Орельен де Сез влюбился с первого взгляда. Кто бы не влюбился? Когда он признался в этом, Аврора сказала ему, что он должен вернуться к невесте. Он объявил, что «он совсем не увлечен этой женщиной, очень красивой, но неумной».
Орельен де Сез — Авроре Дюдеван:Ваши достоинства, ваша душа, ваши способности, ваше искреннее простодушие, связанное с высоким умом, ваши глубокие знания — все это я люблю в вас. Будь вы некрасивы, я все равно любил бы вас…
Сначала она его сурово оттолкнула — она хотела остаться верной мужу. Но потом ее взволновало то, что в светском любезном и остроумном человеке скрывается впечатлительное, романтическое сердце.

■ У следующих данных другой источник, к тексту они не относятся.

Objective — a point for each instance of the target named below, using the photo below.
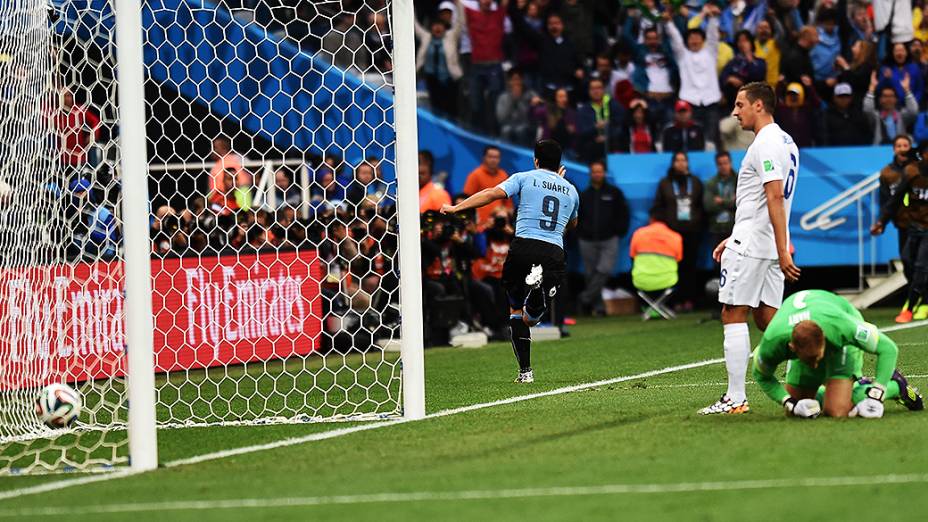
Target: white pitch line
(710, 384)
(53, 486)
(461, 495)
(906, 326)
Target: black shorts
(523, 253)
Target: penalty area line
(331, 434)
(463, 495)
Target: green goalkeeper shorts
(846, 363)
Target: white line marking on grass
(426, 496)
(61, 484)
(708, 384)
(52, 486)
(906, 326)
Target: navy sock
(521, 337)
(535, 303)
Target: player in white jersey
(755, 258)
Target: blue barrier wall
(823, 174)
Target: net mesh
(273, 218)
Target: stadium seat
(654, 277)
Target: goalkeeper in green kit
(823, 339)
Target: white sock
(737, 352)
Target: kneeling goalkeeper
(823, 338)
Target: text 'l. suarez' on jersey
(547, 202)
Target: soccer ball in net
(58, 405)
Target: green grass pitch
(634, 450)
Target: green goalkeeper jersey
(844, 329)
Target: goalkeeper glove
(872, 406)
(802, 408)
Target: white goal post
(242, 184)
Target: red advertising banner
(66, 322)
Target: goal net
(273, 217)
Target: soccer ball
(58, 405)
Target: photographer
(94, 232)
(493, 245)
(465, 251)
(167, 236)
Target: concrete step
(877, 293)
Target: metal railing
(822, 218)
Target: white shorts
(749, 281)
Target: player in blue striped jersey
(535, 266)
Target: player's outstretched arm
(767, 381)
(719, 250)
(478, 200)
(869, 339)
(777, 212)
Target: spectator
(526, 54)
(226, 160)
(886, 119)
(895, 18)
(919, 58)
(684, 134)
(796, 111)
(845, 124)
(679, 200)
(920, 22)
(796, 64)
(383, 191)
(620, 86)
(859, 71)
(513, 110)
(577, 18)
(558, 120)
(484, 310)
(326, 192)
(360, 187)
(438, 272)
(641, 17)
(768, 46)
(605, 71)
(485, 27)
(891, 177)
(77, 127)
(656, 75)
(438, 59)
(222, 200)
(344, 47)
(487, 175)
(94, 232)
(859, 27)
(699, 81)
(733, 136)
(827, 50)
(897, 67)
(743, 68)
(431, 196)
(599, 123)
(638, 136)
(602, 220)
(559, 65)
(719, 199)
(488, 268)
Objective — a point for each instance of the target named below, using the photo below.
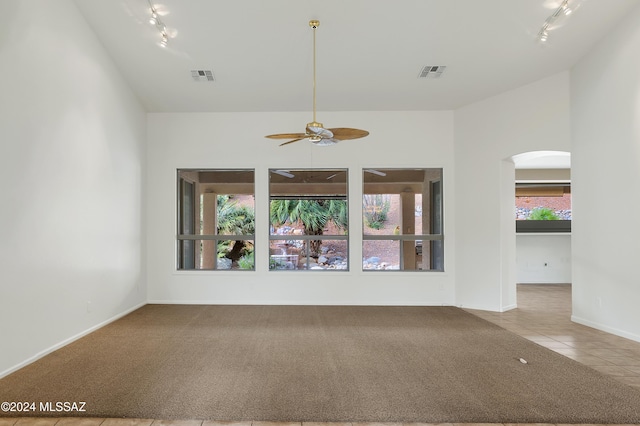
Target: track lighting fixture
(562, 10)
(155, 20)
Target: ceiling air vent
(202, 75)
(432, 71)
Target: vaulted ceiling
(369, 52)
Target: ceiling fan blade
(295, 140)
(287, 136)
(345, 133)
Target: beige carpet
(310, 363)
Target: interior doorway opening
(542, 212)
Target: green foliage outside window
(543, 213)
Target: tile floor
(543, 316)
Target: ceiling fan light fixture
(323, 141)
(315, 132)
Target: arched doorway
(542, 203)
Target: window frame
(306, 239)
(523, 226)
(435, 240)
(183, 239)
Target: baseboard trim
(601, 327)
(68, 340)
(290, 302)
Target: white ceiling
(369, 52)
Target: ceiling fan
(316, 132)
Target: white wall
(605, 99)
(71, 177)
(487, 134)
(543, 258)
(228, 140)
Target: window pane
(214, 204)
(402, 220)
(309, 219)
(543, 207)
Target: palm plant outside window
(309, 219)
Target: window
(543, 207)
(309, 219)
(216, 220)
(402, 220)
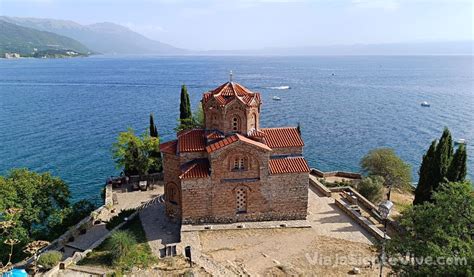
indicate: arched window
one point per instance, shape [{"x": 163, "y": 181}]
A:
[
  {"x": 235, "y": 123},
  {"x": 172, "y": 193},
  {"x": 239, "y": 163},
  {"x": 254, "y": 121},
  {"x": 241, "y": 200}
]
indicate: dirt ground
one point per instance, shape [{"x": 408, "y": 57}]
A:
[
  {"x": 333, "y": 246},
  {"x": 283, "y": 252}
]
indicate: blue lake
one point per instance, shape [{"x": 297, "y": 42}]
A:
[{"x": 62, "y": 115}]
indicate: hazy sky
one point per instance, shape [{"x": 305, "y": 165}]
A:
[{"x": 244, "y": 24}]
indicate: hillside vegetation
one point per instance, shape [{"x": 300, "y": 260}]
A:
[
  {"x": 106, "y": 38},
  {"x": 34, "y": 43}
]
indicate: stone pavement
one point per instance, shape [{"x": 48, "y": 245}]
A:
[
  {"x": 84, "y": 241},
  {"x": 159, "y": 230}
]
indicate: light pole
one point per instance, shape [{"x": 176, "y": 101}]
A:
[{"x": 384, "y": 209}]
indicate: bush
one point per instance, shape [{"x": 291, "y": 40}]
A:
[
  {"x": 371, "y": 188},
  {"x": 384, "y": 162},
  {"x": 50, "y": 259},
  {"x": 121, "y": 244},
  {"x": 116, "y": 220}
]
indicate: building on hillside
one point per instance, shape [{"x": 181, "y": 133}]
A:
[
  {"x": 234, "y": 170},
  {"x": 12, "y": 55}
]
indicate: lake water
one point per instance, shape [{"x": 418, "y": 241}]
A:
[{"x": 62, "y": 115}]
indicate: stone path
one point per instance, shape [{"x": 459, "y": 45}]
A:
[
  {"x": 158, "y": 229},
  {"x": 84, "y": 241}
]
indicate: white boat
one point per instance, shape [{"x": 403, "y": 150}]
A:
[{"x": 280, "y": 87}]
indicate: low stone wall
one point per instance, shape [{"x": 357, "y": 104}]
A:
[
  {"x": 342, "y": 174},
  {"x": 370, "y": 207},
  {"x": 320, "y": 187},
  {"x": 362, "y": 221},
  {"x": 152, "y": 179},
  {"x": 81, "y": 255}
]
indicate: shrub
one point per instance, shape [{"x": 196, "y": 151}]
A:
[
  {"x": 116, "y": 220},
  {"x": 50, "y": 259},
  {"x": 371, "y": 188},
  {"x": 384, "y": 162},
  {"x": 121, "y": 244}
]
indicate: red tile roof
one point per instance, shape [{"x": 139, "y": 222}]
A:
[
  {"x": 255, "y": 133},
  {"x": 191, "y": 141},
  {"x": 195, "y": 169},
  {"x": 282, "y": 137},
  {"x": 288, "y": 165},
  {"x": 214, "y": 134},
  {"x": 169, "y": 147},
  {"x": 231, "y": 139},
  {"x": 229, "y": 91}
]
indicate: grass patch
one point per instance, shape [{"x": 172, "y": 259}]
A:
[{"x": 140, "y": 256}]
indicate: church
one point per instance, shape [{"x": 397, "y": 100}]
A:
[{"x": 234, "y": 170}]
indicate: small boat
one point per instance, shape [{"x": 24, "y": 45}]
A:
[{"x": 280, "y": 87}]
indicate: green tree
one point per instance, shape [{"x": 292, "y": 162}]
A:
[
  {"x": 153, "y": 129},
  {"x": 458, "y": 169},
  {"x": 136, "y": 155},
  {"x": 155, "y": 154},
  {"x": 444, "y": 156},
  {"x": 44, "y": 202},
  {"x": 384, "y": 162},
  {"x": 372, "y": 188},
  {"x": 50, "y": 259},
  {"x": 185, "y": 105},
  {"x": 423, "y": 189},
  {"x": 437, "y": 231},
  {"x": 198, "y": 116},
  {"x": 439, "y": 166}
]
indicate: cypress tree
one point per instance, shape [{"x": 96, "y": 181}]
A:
[
  {"x": 185, "y": 105},
  {"x": 153, "y": 130},
  {"x": 444, "y": 156},
  {"x": 424, "y": 187},
  {"x": 458, "y": 169}
]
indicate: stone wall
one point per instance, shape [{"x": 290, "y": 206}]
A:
[
  {"x": 296, "y": 151},
  {"x": 268, "y": 197},
  {"x": 171, "y": 172}
]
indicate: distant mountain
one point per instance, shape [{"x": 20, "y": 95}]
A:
[
  {"x": 32, "y": 42},
  {"x": 107, "y": 38},
  {"x": 421, "y": 48}
]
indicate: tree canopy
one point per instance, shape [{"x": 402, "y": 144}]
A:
[
  {"x": 43, "y": 207},
  {"x": 185, "y": 105},
  {"x": 385, "y": 163},
  {"x": 137, "y": 155},
  {"x": 440, "y": 165},
  {"x": 438, "y": 235},
  {"x": 153, "y": 129}
]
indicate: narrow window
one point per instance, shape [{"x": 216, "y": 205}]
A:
[
  {"x": 236, "y": 164},
  {"x": 241, "y": 200},
  {"x": 242, "y": 164},
  {"x": 235, "y": 123}
]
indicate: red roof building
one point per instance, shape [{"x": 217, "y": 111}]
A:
[{"x": 232, "y": 169}]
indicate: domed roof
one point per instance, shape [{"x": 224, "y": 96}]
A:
[{"x": 229, "y": 91}]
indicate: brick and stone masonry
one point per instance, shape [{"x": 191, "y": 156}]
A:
[{"x": 233, "y": 170}]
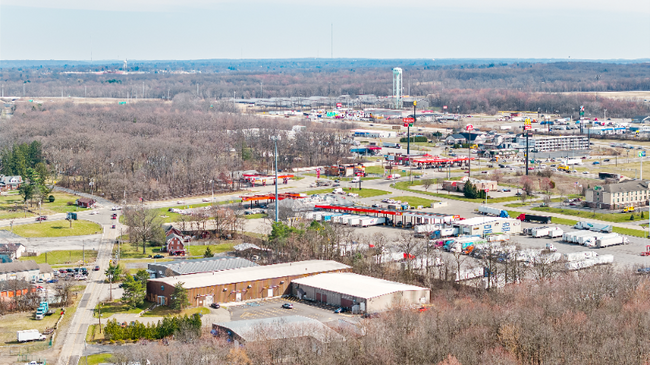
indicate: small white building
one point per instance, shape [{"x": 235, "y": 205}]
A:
[
  {"x": 480, "y": 226},
  {"x": 358, "y": 292}
]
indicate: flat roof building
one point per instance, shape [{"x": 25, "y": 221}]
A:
[
  {"x": 358, "y": 292},
  {"x": 209, "y": 264},
  {"x": 239, "y": 284},
  {"x": 273, "y": 329}
]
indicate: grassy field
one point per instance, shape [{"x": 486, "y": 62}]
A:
[
  {"x": 406, "y": 186},
  {"x": 609, "y": 217},
  {"x": 11, "y": 206},
  {"x": 96, "y": 359},
  {"x": 363, "y": 193},
  {"x": 256, "y": 216},
  {"x": 162, "y": 311},
  {"x": 62, "y": 257},
  {"x": 108, "y": 309},
  {"x": 56, "y": 229},
  {"x": 415, "y": 201}
]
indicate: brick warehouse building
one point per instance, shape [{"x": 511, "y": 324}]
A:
[{"x": 240, "y": 284}]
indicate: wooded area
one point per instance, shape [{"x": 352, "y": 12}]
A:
[{"x": 156, "y": 150}]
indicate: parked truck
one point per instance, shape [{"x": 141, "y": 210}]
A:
[
  {"x": 30, "y": 335},
  {"x": 546, "y": 232},
  {"x": 596, "y": 227},
  {"x": 487, "y": 210},
  {"x": 609, "y": 240},
  {"x": 534, "y": 218}
]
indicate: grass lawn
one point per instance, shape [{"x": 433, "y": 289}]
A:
[
  {"x": 108, "y": 309},
  {"x": 199, "y": 250},
  {"x": 56, "y": 229},
  {"x": 363, "y": 193},
  {"x": 609, "y": 217},
  {"x": 96, "y": 359},
  {"x": 62, "y": 257},
  {"x": 129, "y": 251},
  {"x": 405, "y": 185},
  {"x": 256, "y": 216},
  {"x": 415, "y": 201},
  {"x": 164, "y": 310}
]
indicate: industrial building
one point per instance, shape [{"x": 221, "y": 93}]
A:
[
  {"x": 481, "y": 226},
  {"x": 358, "y": 292},
  {"x": 239, "y": 284},
  {"x": 186, "y": 267},
  {"x": 273, "y": 329},
  {"x": 555, "y": 143}
]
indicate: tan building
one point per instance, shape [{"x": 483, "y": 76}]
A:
[
  {"x": 358, "y": 292},
  {"x": 618, "y": 196},
  {"x": 239, "y": 284},
  {"x": 450, "y": 185}
]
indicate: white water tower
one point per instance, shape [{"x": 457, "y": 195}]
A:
[{"x": 397, "y": 87}]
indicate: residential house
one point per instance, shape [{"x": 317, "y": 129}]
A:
[
  {"x": 85, "y": 202},
  {"x": 11, "y": 182},
  {"x": 618, "y": 196},
  {"x": 455, "y": 139},
  {"x": 12, "y": 251},
  {"x": 175, "y": 245}
]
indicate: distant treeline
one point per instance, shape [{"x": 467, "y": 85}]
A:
[{"x": 325, "y": 78}]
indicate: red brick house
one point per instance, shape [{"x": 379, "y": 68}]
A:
[{"x": 175, "y": 245}]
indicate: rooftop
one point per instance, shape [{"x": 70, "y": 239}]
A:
[
  {"x": 184, "y": 267},
  {"x": 252, "y": 273},
  {"x": 623, "y": 187},
  {"x": 355, "y": 285},
  {"x": 276, "y": 328}
]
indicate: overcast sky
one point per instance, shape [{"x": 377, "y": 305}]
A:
[{"x": 206, "y": 29}]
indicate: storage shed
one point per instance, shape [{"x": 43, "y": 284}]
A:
[
  {"x": 239, "y": 284},
  {"x": 358, "y": 292}
]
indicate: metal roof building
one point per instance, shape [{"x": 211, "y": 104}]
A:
[
  {"x": 239, "y": 284},
  {"x": 358, "y": 292},
  {"x": 209, "y": 264},
  {"x": 275, "y": 328}
]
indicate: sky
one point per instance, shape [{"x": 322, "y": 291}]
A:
[{"x": 263, "y": 29}]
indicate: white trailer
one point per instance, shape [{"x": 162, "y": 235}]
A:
[
  {"x": 30, "y": 335},
  {"x": 609, "y": 240},
  {"x": 596, "y": 227},
  {"x": 579, "y": 256}
]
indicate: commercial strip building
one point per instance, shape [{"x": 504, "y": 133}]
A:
[
  {"x": 25, "y": 270},
  {"x": 618, "y": 196},
  {"x": 273, "y": 329},
  {"x": 358, "y": 292},
  {"x": 481, "y": 226},
  {"x": 239, "y": 284},
  {"x": 554, "y": 143},
  {"x": 187, "y": 267}
]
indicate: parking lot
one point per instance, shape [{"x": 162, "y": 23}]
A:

Аврора Дюдеван — Орельену де Сез, 10 ноября 1825 года:Боже! Какое это было счастье! Какое понимание друг друга! Какое очарование было для меня в самом общем разговоре на совершенно посторонние темы! С каким величайшим наслаждением я слушала, когда вы рассказывали о самых ничтожных вещах! Мне казалось, что, выходя из ваших уст, они становятся интересными. Никто не говорит так, как вы, ни у кого нет вашего произношения, вашего голоса, вашего смеха, вашего склада ума, вашей способности видеть вещи со своей точки зрения и вашего умения выражать свои мысли, — ни у кого, кроме вас. Какую радость вы мне доставили, Орельен, когда, провожая меня и Зоэ в Медузу, вы сказали мне: «Я не просто счастлив, я еще и доволен. Вы не только приводите меня в восторг, вы еще и нравитесь мне, вы мне подходите…»
Он просил у нее одного — доверия, дружбы, больше ничего. По той радости, с какой я внимала ему, я поняла, что он гораздо дороже мне, чем я решилась бы сознаться в этом самой себе; я испугалась за спокойствие своей жизни, но его чувства были так чисты, так я была уверена в чистоте своих чувств, что я не могла счесть их преступными…
Как-то, катаясь вместе с ней на лодке по озеру Гоб, он заговорил о любви: «Что такое добродетель — в том смысле, какой вы ему придаете? Условность? Предрассудок?» Она вспомнила, что ее мать и тетка Люси говорили: «Все это не имеет никакого значения». А вдруг они были правы… Кончиком перочинного ножа он вырезал на деревянной обшивке лодки три буквы, заметив, что их имена начинаются одинаково [11] . Она еще не хотела сознаться, что любит его, и притворилась, что сердится. Ее сердце билось от радости, но Орельен не понял притворства. Обескураженный, он молчал три дня. Она пришла в отчаяние. Зоэ Леруа она призналась, что если Орельен не сможет остаться только братом или другом для нее, если он будет продолжать настаивать, она должна будет «принести себя в жертву. Бог простит ей». Орельен уехал в Гаварни; она увлекла за собой туда и Казимира, который чувствовал какое-то смутное беспокойство и бранил ее за капризы. Но разве можно остановить женщину, бегущую за любовью?
11
Aur — начальные буквы имен Aurora и Aurellen.